Cultural landmarks like stadiums where thousands once gathered become personal fiefs for gangsters and warlords. Towering buildings that once sheltered families are deathtraps. Were the game set in a rural environment, it would have an altogether different feel. Individualism might triumph as a test of spirit or will over nature. But scavenging in the confines of the New York subway system or winding up in a shootout with a local gang reinforces that your own worst enemy is all too familiar: fellow humans. The game lays bare how the odds are stacked against the survivors of such a calamity, and how even functional complex urban environments teeter and sway between chaos and order each day.
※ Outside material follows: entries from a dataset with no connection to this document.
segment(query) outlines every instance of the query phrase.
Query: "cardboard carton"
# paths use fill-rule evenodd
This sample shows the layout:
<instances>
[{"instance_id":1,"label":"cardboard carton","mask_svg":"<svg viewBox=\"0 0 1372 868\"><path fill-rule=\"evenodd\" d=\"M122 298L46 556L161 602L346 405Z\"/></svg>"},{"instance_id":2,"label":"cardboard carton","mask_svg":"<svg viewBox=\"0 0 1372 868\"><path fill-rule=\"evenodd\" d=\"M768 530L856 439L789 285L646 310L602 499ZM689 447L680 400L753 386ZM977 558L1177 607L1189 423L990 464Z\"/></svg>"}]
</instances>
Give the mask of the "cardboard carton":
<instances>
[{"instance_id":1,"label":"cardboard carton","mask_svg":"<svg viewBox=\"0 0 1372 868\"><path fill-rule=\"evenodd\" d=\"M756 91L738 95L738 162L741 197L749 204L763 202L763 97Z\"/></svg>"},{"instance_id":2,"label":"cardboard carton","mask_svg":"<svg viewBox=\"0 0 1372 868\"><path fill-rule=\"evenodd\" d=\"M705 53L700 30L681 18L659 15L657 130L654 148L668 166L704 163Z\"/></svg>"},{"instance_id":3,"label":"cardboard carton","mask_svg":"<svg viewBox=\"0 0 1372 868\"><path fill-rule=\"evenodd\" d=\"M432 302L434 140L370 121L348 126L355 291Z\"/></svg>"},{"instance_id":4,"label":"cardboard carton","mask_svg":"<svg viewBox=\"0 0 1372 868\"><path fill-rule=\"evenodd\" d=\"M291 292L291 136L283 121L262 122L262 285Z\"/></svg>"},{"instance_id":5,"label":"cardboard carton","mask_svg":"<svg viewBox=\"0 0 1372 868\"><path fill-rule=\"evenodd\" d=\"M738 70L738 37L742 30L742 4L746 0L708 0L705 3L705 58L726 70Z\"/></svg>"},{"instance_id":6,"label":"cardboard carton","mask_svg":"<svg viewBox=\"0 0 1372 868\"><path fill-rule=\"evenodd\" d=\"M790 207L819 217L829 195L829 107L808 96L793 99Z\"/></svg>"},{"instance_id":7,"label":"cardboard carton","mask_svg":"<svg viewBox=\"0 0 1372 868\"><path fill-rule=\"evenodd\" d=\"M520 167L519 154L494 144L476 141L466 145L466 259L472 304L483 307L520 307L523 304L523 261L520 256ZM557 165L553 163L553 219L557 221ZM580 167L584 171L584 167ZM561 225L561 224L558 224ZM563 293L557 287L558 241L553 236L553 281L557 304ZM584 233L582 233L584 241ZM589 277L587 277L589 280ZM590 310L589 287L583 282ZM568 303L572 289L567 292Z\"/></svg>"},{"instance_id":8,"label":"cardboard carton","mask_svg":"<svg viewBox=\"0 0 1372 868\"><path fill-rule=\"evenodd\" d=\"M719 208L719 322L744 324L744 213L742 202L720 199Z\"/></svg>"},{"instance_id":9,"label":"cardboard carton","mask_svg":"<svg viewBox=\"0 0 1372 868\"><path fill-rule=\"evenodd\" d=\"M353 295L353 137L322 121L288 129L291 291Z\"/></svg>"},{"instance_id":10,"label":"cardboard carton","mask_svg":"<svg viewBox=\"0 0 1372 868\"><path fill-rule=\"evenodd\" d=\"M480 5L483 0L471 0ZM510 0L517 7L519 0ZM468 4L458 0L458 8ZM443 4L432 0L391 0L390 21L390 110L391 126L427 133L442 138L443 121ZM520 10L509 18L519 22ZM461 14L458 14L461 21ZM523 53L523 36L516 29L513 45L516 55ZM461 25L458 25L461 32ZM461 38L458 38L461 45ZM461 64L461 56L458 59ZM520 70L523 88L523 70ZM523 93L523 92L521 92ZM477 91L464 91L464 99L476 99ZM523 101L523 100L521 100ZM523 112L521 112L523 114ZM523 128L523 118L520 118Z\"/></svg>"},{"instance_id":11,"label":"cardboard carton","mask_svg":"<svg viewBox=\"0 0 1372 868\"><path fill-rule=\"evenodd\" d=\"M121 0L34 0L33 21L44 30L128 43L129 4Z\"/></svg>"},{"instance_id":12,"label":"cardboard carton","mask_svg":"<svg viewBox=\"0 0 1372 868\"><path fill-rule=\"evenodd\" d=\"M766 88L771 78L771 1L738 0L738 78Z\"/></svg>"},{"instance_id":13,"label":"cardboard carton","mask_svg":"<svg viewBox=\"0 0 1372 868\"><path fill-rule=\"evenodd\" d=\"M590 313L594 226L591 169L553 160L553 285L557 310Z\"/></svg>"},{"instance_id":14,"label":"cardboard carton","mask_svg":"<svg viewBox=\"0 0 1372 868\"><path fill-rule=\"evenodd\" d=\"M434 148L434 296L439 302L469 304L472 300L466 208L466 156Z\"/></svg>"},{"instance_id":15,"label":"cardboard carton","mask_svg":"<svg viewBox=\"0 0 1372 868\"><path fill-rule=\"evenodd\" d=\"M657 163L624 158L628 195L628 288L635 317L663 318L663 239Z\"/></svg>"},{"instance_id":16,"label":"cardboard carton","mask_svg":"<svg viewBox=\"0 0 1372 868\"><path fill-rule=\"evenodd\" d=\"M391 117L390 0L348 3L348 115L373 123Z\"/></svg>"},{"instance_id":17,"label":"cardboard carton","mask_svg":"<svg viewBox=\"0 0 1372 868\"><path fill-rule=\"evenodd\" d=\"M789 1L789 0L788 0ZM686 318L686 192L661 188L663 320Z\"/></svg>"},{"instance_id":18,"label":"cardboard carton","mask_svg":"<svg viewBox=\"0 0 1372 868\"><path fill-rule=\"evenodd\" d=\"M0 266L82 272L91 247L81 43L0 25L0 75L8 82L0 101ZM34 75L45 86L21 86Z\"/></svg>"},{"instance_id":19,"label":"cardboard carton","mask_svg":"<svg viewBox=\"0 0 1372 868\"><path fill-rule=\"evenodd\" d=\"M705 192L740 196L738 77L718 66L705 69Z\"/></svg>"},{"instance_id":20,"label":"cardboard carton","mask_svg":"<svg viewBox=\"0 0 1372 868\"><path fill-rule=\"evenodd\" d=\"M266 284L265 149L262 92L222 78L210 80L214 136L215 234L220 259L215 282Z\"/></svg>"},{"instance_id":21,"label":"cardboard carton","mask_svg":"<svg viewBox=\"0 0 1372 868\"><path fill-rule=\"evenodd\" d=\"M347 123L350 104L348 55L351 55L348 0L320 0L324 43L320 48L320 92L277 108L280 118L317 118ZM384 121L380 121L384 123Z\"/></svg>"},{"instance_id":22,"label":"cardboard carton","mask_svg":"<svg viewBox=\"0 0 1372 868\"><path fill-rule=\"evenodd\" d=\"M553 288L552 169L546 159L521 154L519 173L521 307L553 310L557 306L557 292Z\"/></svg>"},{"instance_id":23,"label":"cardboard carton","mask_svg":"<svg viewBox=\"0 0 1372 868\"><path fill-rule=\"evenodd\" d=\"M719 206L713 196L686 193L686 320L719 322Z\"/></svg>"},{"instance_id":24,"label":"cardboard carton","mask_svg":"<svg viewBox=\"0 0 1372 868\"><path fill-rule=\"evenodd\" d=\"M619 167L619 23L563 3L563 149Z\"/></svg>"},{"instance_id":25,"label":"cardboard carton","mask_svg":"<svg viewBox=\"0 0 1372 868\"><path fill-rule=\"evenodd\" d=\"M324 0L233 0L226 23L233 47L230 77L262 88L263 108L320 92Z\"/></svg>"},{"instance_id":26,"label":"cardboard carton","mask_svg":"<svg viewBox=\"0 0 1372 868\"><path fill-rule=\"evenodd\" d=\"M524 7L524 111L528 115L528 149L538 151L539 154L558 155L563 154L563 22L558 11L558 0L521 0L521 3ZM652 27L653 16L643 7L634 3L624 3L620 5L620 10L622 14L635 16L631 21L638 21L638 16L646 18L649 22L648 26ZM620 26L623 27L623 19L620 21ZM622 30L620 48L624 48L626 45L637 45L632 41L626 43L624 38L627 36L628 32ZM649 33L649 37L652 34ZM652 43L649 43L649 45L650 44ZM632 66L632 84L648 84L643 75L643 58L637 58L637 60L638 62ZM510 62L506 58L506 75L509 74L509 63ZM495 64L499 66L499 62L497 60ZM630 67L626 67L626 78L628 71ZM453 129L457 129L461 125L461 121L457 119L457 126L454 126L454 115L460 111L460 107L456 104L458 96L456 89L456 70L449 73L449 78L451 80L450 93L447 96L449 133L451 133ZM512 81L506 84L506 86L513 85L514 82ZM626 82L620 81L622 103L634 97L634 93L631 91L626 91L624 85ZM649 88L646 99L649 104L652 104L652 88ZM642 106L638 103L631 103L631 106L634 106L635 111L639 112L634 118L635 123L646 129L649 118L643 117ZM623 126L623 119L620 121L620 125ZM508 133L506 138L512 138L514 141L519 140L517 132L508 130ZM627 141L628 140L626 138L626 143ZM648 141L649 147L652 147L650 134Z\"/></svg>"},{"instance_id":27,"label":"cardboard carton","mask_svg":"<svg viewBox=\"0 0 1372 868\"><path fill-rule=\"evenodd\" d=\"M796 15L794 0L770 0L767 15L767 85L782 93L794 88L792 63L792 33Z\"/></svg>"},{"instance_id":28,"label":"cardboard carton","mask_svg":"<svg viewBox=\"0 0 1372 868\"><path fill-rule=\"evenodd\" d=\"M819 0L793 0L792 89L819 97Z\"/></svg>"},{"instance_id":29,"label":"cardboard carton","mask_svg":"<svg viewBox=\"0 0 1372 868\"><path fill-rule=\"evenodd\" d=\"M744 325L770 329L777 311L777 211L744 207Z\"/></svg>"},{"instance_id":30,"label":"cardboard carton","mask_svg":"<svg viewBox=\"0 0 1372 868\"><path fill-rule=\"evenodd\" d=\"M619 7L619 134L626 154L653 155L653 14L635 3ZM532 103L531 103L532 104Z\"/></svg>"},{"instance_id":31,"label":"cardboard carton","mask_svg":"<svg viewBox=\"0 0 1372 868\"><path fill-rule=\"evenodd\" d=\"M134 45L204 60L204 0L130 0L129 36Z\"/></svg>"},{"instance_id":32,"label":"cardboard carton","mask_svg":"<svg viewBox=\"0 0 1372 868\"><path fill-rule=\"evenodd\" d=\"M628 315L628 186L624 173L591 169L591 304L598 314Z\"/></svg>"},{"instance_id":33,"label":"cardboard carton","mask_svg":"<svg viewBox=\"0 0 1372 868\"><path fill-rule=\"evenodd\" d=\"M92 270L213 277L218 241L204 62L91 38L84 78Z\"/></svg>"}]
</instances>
Just as the novel World War Z by Atlantic Council senior fellow Max Brooks presents this uncomfortable truth through the premise of a zombie outbreak, this video game does so with close-quarters anarchy caused by catastrophic bio-terrorism. While it is not as haunting as the 2015 Polish game This War of Mine that explores war purely from a powerless civilian’s perspective, it comes close. Moreover, The Division will appeal more broadly to gamers, given its formulaic progression of acquiring skills, weapons, and powers, which big studio games must incorporate in order to entice millions of players.

That is also one of its strengths and perhaps greatest forms of utility in the defense realm: broad appeal. Megacity operations, be it relief or combat, will no longer be an abstract concept to young corporals or privates — or their commanding officers. They too will have looked through the fence at the lost faces in the Hudson Refugee Camp.

 

August Cole is the director of the Atlantic Council’s Art of Future Warfare project and a non-resident senior fellow at the Council. He is a writer, consultant and analyst. His first novel, GHOST FLEET, co-written with Peter W. Singer, was published in 2015.